For every object x, there is some object called the complete object of x, determined as follows:
  • If x is a complete object, then the complete object of x is itself.
  • Otherwise, the complete object of x is the complete object of the (unique) object that contains x.
If a complete object, a data member ([class.mem]), or an array element is of class type, its type is considered the most derived class, to distinguish it from the class type of any base class subobject; an object of a most derived class type or of a non-class type is called a most derived object.
Unless it is a bit-field ([class.bit]), a most derived object shall have a nonzero size and shall occupy one or more bytes of storage.
Base class subobjects may have zero size.
An object of trivially copyable or standard-layout type ([basic.types]) shall occupy contiguous bytes of storage.
Unless an object is a bit-field or a base class subobject of zero size, the address of that object is the address of the first byte it occupies.

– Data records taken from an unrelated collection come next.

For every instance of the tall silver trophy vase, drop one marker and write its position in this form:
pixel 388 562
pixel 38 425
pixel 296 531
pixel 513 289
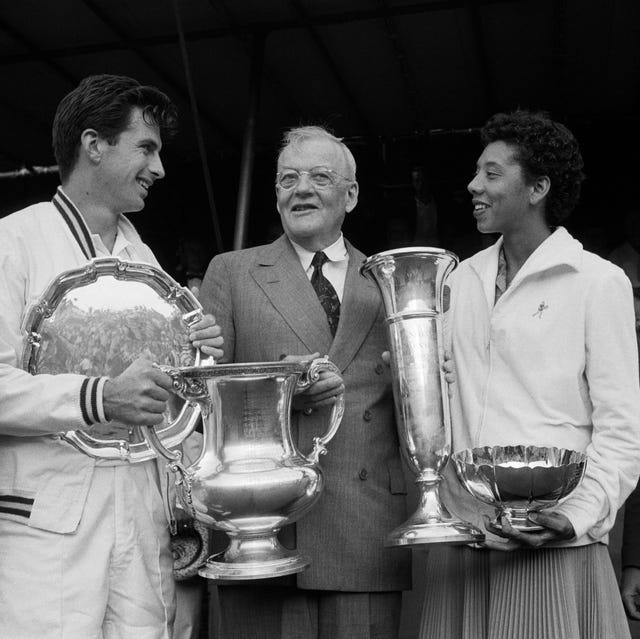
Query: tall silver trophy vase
pixel 412 283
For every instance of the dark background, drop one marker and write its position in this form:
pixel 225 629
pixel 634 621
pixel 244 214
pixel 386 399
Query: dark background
pixel 404 83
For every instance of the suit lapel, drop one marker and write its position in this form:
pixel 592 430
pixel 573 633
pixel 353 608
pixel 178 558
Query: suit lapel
pixel 359 309
pixel 278 272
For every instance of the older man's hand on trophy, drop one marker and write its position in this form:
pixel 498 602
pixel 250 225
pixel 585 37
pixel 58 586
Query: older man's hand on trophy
pixel 206 335
pixel 138 396
pixel 321 393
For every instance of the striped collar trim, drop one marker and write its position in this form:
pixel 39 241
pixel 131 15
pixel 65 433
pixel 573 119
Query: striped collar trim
pixel 16 505
pixel 74 220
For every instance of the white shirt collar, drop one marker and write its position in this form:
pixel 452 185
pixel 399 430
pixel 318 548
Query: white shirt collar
pixel 337 252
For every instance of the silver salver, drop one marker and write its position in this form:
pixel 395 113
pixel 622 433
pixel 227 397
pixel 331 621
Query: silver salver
pixel 96 320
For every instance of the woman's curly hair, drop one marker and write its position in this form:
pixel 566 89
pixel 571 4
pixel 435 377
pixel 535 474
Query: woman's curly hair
pixel 542 147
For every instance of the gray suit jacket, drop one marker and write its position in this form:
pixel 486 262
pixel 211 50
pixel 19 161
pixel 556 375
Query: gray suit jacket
pixel 266 307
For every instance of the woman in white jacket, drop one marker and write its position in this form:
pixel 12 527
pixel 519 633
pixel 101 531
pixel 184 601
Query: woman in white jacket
pixel 544 345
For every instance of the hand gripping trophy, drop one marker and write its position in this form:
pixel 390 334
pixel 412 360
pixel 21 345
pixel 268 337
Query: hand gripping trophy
pixel 412 283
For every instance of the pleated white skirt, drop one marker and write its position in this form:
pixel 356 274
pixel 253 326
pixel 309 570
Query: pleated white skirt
pixel 553 593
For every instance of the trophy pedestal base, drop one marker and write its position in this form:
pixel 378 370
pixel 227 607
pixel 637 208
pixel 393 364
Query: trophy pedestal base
pixel 253 558
pixel 444 532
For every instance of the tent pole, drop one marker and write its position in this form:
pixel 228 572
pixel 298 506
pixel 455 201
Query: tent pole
pixel 196 122
pixel 249 142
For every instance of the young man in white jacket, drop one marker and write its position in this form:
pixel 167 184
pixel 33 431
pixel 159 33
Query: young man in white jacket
pixel 84 543
pixel 543 340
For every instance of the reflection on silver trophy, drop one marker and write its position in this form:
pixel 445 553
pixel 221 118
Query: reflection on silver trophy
pixel 412 283
pixel 95 320
pixel 250 479
pixel 519 480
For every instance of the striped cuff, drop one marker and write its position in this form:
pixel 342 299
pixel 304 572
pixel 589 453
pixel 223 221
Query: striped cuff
pixel 91 405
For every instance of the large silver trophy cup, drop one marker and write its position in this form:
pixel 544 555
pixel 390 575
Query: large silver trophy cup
pixel 412 283
pixel 250 479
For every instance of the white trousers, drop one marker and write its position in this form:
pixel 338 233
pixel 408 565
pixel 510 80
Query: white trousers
pixel 110 579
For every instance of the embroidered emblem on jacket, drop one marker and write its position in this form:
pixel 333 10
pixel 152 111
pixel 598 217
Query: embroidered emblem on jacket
pixel 541 308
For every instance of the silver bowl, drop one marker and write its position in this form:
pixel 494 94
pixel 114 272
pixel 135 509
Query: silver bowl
pixel 518 480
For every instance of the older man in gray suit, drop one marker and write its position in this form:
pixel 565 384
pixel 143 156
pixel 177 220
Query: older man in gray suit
pixel 287 299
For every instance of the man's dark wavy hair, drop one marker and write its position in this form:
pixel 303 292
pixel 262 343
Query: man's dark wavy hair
pixel 542 147
pixel 104 103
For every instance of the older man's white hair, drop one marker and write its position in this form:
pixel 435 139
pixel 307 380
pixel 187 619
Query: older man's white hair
pixel 296 136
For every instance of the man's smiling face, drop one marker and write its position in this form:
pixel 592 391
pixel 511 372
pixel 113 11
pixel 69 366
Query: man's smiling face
pixel 311 216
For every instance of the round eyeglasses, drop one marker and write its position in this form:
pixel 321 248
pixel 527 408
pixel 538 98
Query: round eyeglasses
pixel 320 176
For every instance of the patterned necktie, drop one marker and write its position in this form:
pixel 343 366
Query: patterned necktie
pixel 325 291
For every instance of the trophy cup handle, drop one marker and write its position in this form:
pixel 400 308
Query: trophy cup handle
pixel 189 390
pixel 311 375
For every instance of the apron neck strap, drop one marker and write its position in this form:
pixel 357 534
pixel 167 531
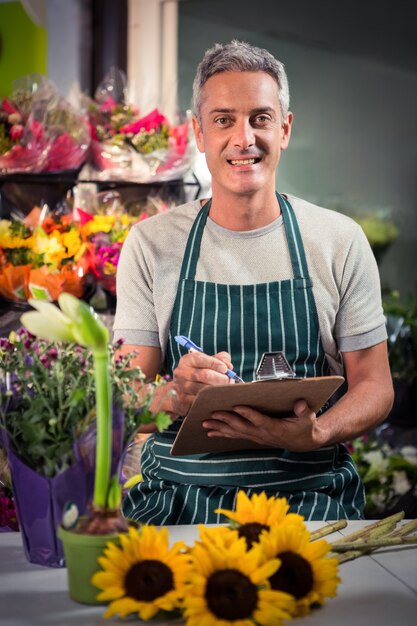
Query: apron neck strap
pixel 295 244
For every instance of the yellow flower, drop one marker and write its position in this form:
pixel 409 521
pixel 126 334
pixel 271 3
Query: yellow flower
pixel 72 242
pixel 229 585
pixel 143 575
pixel 50 246
pixel 258 513
pixel 99 224
pixel 305 571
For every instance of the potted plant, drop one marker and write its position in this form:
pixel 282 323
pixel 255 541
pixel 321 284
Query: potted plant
pixel 53 387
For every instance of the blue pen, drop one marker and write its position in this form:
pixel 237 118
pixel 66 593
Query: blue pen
pixel 192 347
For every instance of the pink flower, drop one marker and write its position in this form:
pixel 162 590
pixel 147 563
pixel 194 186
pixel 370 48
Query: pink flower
pixel 36 128
pixel 84 216
pixel 8 107
pixel 16 132
pixel 154 119
pixel 108 104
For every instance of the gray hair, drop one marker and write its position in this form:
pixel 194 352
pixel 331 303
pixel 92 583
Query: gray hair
pixel 238 56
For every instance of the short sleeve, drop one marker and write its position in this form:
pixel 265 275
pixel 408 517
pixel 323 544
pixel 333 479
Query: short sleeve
pixel 135 319
pixel 360 312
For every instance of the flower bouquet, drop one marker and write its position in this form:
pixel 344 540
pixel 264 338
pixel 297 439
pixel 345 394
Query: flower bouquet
pixel 104 235
pixel 41 256
pixel 67 415
pixel 128 145
pixel 389 476
pixel 39 130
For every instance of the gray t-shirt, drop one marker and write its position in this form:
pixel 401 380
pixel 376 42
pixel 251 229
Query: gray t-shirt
pixel 342 267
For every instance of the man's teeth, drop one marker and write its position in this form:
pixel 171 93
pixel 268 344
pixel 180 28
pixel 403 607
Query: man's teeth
pixel 243 162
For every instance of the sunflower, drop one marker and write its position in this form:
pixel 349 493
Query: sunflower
pixel 143 575
pixel 228 585
pixel 305 571
pixel 257 513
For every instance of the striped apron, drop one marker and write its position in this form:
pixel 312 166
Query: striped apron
pixel 245 320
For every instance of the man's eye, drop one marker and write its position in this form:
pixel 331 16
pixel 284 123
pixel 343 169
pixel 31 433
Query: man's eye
pixel 221 121
pixel 262 119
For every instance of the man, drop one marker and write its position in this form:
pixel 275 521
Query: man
pixel 247 272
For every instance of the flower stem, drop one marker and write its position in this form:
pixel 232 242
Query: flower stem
pixel 328 529
pixel 372 544
pixel 104 429
pixel 378 528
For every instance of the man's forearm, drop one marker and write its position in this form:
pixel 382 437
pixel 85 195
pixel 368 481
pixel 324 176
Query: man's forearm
pixel 358 411
pixel 161 401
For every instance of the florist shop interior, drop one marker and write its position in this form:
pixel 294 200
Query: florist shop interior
pixel 95 136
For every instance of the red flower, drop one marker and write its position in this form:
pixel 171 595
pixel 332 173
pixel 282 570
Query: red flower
pixel 16 132
pixel 154 119
pixel 7 106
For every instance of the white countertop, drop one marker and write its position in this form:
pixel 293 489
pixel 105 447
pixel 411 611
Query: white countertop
pixel 380 589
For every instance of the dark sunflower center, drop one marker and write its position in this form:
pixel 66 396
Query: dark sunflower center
pixel 148 580
pixel 231 595
pixel 251 532
pixel 294 576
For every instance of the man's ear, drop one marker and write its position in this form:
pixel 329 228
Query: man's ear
pixel 286 131
pixel 198 133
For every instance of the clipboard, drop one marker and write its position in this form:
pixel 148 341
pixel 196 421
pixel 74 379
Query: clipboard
pixel 274 397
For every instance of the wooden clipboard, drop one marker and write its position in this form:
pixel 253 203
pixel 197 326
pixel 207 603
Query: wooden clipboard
pixel 273 397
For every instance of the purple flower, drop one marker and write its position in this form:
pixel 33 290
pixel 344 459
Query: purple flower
pixel 6 345
pixel 45 361
pixel 53 354
pixel 8 516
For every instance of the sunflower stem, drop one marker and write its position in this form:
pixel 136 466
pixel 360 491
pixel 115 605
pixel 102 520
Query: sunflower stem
pixel 373 544
pixel 380 527
pixel 104 429
pixel 328 529
pixel 405 529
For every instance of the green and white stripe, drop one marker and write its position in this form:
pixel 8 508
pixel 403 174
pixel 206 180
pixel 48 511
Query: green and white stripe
pixel 245 320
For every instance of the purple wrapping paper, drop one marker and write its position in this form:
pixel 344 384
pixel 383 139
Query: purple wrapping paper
pixel 40 501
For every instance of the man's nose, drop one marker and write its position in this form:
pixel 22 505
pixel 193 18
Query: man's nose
pixel 244 136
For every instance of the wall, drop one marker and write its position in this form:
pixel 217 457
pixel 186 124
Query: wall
pixel 23 46
pixel 354 138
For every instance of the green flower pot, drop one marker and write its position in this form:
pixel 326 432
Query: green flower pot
pixel 81 554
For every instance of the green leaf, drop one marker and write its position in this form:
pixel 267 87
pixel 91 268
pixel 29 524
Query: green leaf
pixel 162 421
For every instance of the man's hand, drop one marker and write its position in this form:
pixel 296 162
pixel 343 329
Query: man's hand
pixel 298 433
pixel 195 371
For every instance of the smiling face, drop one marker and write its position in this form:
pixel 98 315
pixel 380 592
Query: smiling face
pixel 242 133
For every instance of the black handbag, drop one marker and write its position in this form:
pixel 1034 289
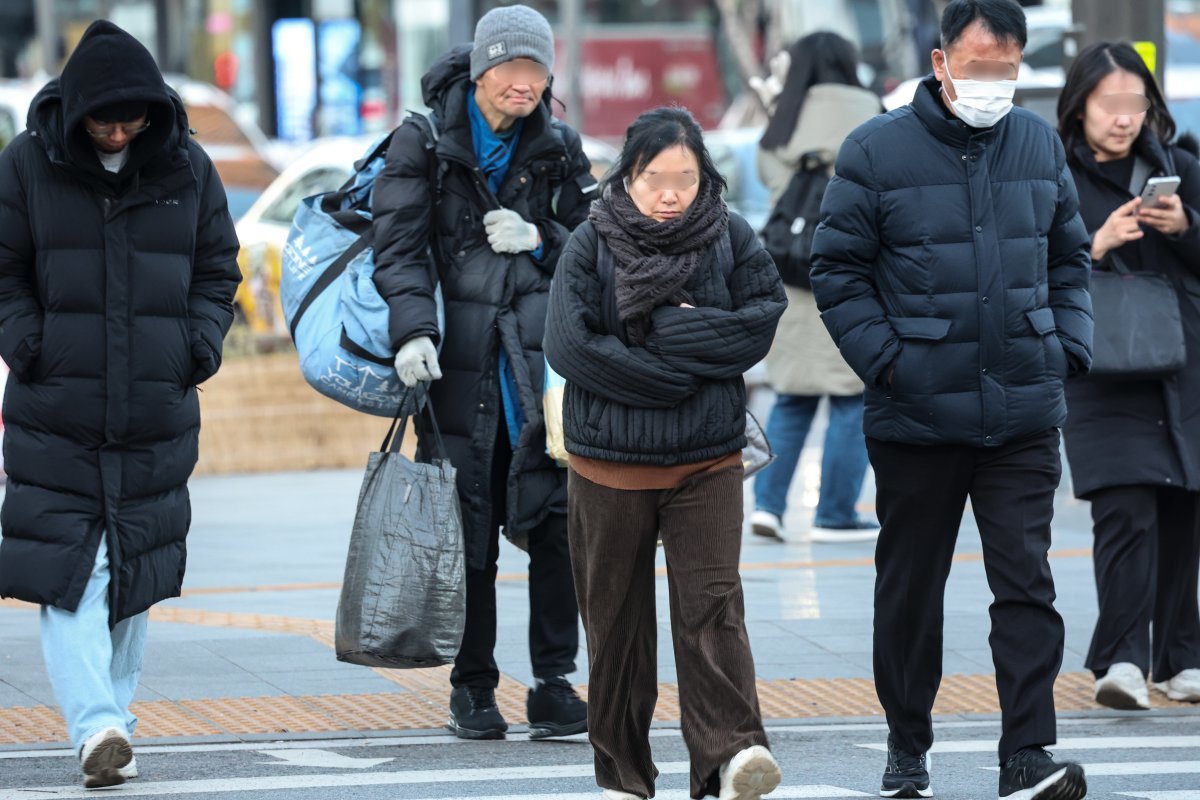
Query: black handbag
pixel 1139 329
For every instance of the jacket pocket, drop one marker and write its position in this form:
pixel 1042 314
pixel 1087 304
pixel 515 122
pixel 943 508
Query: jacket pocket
pixel 1042 320
pixel 921 328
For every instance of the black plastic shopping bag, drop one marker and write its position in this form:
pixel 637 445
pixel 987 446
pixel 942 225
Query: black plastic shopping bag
pixel 403 597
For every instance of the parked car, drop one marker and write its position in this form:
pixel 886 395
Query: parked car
pixel 15 98
pixel 263 229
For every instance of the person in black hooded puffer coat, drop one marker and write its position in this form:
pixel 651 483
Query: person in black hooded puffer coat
pixel 118 269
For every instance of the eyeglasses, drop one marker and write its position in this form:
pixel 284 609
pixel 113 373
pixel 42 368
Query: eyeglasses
pixel 983 70
pixel 109 131
pixel 670 181
pixel 521 72
pixel 1123 103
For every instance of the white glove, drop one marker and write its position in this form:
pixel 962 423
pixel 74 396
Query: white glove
pixel 417 361
pixel 509 233
pixel 772 86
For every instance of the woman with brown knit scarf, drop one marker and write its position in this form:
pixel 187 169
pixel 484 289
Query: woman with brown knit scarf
pixel 660 302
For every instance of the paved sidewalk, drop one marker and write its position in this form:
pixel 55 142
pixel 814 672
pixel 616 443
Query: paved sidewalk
pixel 247 651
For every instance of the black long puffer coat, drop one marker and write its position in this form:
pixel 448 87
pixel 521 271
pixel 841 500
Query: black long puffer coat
pixel 492 300
pixel 115 294
pixel 1141 432
pixel 960 269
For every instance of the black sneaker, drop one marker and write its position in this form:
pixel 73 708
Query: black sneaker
pixel 474 715
pixel 555 709
pixel 1031 774
pixel 906 776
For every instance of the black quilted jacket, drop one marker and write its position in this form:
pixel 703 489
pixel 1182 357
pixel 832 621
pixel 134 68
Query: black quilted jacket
pixel 681 398
pixel 954 260
pixel 115 294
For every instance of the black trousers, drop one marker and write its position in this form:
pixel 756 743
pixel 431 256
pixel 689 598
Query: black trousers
pixel 1146 555
pixel 922 495
pixel 553 611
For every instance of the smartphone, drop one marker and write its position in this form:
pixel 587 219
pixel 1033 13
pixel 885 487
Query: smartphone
pixel 1157 188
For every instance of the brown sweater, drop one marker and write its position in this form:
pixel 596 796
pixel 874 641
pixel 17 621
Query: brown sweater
pixel 647 476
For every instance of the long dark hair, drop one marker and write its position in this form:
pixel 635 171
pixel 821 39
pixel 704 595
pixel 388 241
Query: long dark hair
pixel 1092 65
pixel 822 56
pixel 655 131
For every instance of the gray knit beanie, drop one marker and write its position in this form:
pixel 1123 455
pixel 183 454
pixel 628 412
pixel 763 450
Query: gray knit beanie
pixel 511 32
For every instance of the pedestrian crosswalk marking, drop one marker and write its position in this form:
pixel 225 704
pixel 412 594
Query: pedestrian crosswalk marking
pixel 1089 743
pixel 295 782
pixel 1137 768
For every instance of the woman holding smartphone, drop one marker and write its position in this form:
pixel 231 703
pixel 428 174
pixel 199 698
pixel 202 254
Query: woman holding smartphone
pixel 1134 445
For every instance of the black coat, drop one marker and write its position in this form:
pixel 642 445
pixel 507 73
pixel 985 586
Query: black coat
pixel 960 269
pixel 115 294
pixel 1141 432
pixel 681 398
pixel 492 300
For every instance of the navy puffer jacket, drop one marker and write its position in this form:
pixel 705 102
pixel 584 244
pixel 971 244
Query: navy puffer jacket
pixel 951 268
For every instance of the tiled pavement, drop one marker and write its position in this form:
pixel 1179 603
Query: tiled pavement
pixel 247 650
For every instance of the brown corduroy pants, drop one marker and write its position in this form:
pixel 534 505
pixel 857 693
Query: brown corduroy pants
pixel 613 535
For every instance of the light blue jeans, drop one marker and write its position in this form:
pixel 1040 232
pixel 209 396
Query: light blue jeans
pixel 843 459
pixel 94 671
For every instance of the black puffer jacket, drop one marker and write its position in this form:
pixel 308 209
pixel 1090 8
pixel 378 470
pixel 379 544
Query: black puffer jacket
pixel 959 269
pixel 681 398
pixel 115 294
pixel 492 300
pixel 1141 432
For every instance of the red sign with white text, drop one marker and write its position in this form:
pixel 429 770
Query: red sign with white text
pixel 627 74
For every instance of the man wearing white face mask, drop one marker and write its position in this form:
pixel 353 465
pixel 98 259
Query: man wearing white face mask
pixel 951 266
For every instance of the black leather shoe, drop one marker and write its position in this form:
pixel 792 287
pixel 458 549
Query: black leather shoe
pixel 1032 774
pixel 555 709
pixel 474 715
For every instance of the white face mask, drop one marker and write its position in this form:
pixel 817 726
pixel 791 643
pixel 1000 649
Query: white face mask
pixel 981 103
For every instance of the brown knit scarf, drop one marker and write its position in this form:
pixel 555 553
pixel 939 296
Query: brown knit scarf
pixel 652 259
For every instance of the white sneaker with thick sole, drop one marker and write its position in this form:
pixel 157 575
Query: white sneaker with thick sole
pixel 749 775
pixel 1185 686
pixel 103 756
pixel 766 524
pixel 1123 687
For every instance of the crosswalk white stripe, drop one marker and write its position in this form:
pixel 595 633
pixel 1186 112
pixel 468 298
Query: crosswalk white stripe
pixel 295 782
pixel 516 740
pixel 1135 768
pixel 1089 743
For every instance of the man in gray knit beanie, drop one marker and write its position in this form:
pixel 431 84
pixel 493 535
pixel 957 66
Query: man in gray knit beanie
pixel 511 184
pixel 511 32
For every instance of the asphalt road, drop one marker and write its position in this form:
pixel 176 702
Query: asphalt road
pixel 1149 757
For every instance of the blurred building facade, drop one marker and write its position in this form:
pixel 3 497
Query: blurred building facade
pixel 318 67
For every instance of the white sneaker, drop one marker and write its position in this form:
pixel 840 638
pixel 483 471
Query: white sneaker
pixel 749 775
pixel 103 756
pixel 765 523
pixel 1123 687
pixel 1185 686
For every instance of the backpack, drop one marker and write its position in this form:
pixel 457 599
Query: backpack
pixel 789 232
pixel 337 319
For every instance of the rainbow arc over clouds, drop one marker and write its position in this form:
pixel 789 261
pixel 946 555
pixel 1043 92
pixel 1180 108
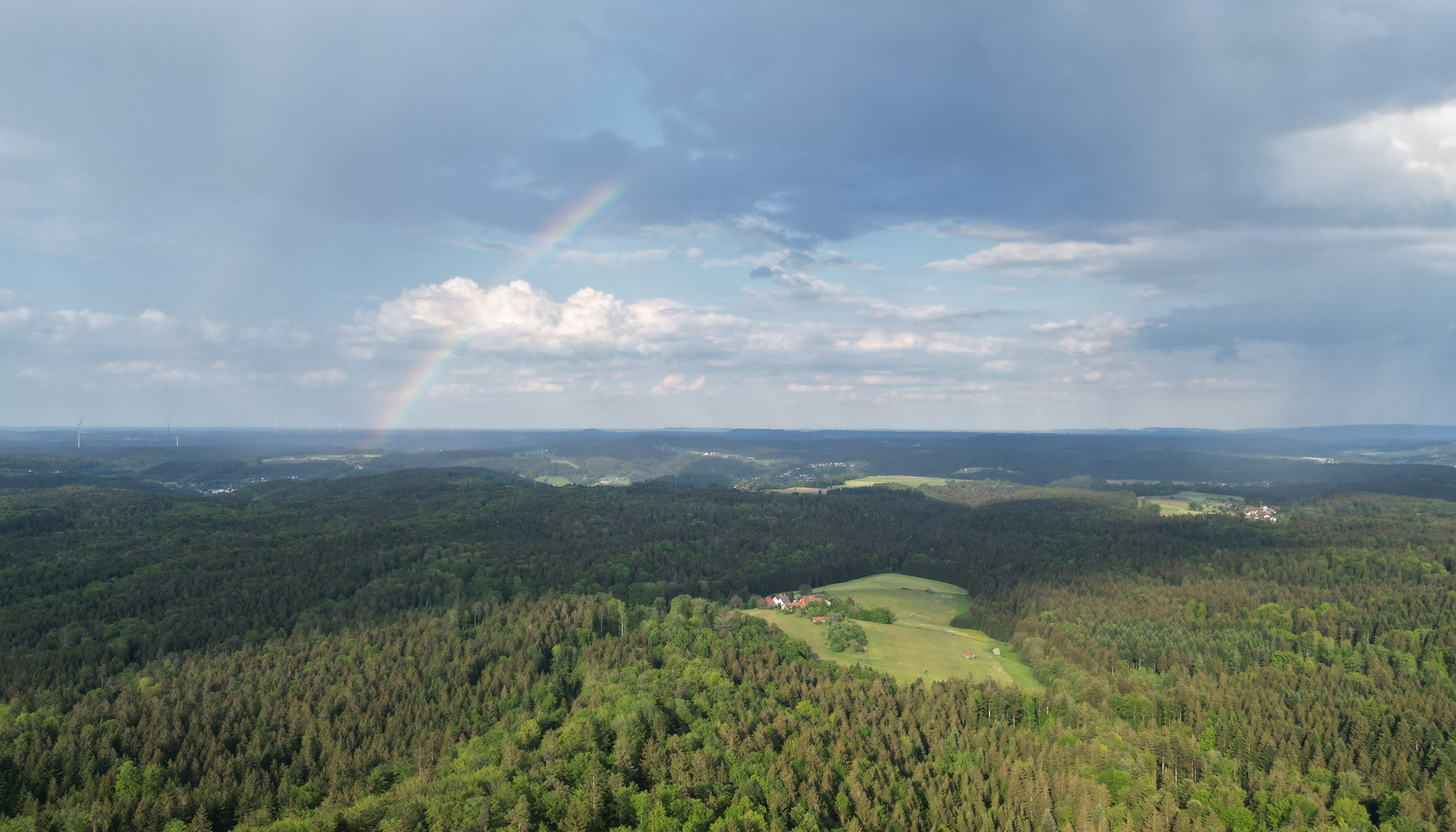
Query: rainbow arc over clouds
pixel 555 237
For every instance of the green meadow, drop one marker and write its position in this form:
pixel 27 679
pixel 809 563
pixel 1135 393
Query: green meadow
pixel 1181 502
pixel 921 644
pixel 894 480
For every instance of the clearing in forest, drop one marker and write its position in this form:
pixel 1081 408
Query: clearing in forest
pixel 1193 502
pixel 921 644
pixel 896 480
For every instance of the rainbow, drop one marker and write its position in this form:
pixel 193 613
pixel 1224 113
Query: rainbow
pixel 555 237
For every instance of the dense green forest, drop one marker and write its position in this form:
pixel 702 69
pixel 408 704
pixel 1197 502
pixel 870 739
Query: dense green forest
pixel 441 650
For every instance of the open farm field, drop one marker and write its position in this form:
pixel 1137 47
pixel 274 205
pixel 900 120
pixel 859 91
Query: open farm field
pixel 906 596
pixel 894 480
pixel 1181 502
pixel 919 644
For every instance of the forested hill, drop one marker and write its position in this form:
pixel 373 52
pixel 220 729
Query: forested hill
pixel 95 580
pixel 445 652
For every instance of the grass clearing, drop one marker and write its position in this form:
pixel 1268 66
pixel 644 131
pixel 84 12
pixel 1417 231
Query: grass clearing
pixel 921 644
pixel 894 480
pixel 1181 503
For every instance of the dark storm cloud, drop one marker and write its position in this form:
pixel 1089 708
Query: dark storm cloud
pixel 837 117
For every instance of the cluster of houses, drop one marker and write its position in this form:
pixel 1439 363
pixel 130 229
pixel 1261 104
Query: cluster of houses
pixel 1260 513
pixel 785 602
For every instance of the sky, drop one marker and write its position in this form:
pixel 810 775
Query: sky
pixel 981 214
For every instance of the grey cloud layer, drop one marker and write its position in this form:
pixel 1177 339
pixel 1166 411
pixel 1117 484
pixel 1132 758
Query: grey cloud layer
pixel 1202 181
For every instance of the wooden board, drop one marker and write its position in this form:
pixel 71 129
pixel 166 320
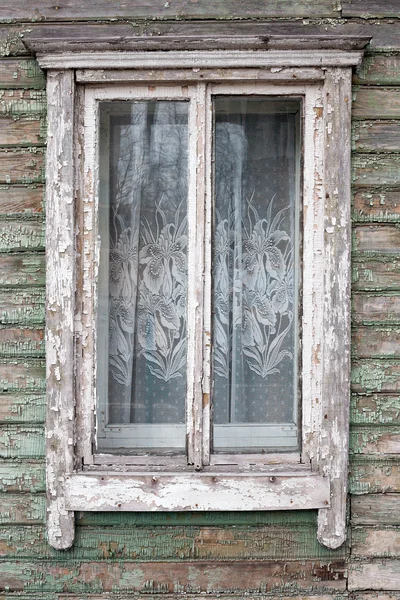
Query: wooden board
pixel 18 10
pixel 22 408
pixel 374 169
pixel 376 205
pixel 376 342
pixel 249 577
pixel 378 69
pixel 375 509
pixel 376 239
pixel 21 73
pixel 375 575
pixel 376 273
pixel 368 9
pixel 375 408
pixel 376 103
pixel 376 136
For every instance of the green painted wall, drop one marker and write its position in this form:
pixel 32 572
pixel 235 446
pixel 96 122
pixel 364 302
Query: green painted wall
pixel 274 554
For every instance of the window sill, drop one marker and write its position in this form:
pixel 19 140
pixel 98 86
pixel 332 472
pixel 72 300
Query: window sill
pixel 212 489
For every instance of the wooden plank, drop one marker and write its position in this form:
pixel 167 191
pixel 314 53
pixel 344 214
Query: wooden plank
pixel 373 169
pixel 367 475
pixel 22 476
pixel 372 376
pixel 376 238
pixel 375 439
pixel 368 9
pixel 380 273
pixel 376 205
pixel 22 269
pixel 60 309
pixel 375 542
pixel 22 306
pixel 376 136
pixel 44 10
pixel 22 132
pixel 373 308
pixel 375 408
pixel 21 166
pixel 376 342
pixel 239 577
pixel 376 103
pixel 17 235
pixel 378 69
pixel 19 103
pixel 18 199
pixel 380 575
pixel 22 441
pixel 22 408
pixel 27 375
pixel 22 509
pixel 375 509
pixel 187 543
pixel 17 341
pixel 21 73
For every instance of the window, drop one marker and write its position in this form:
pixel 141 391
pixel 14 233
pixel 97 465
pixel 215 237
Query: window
pixel 198 225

Two objects a and b with overlapping lifetimes that are not bit-fields may have the same address if one is nested within the other, or if at least one is a base class subobject of zero size and they are of different types; otherwise, they have distinct addresses.5
[Example
:
static const char test1 = 'x';
static const char test2 = 'x';
const bool b = &test1 != &test2;      // always true
end example
]
[Note
:
C++ provides a variety of fundamental types and several ways of composing new types from existing types ([basic.types]).
end note
]
Under the “as-if” rule an implementation is allowed to store two objects at the same machine address or not store an object at all if the program cannot observe the difference ([intro.execution]).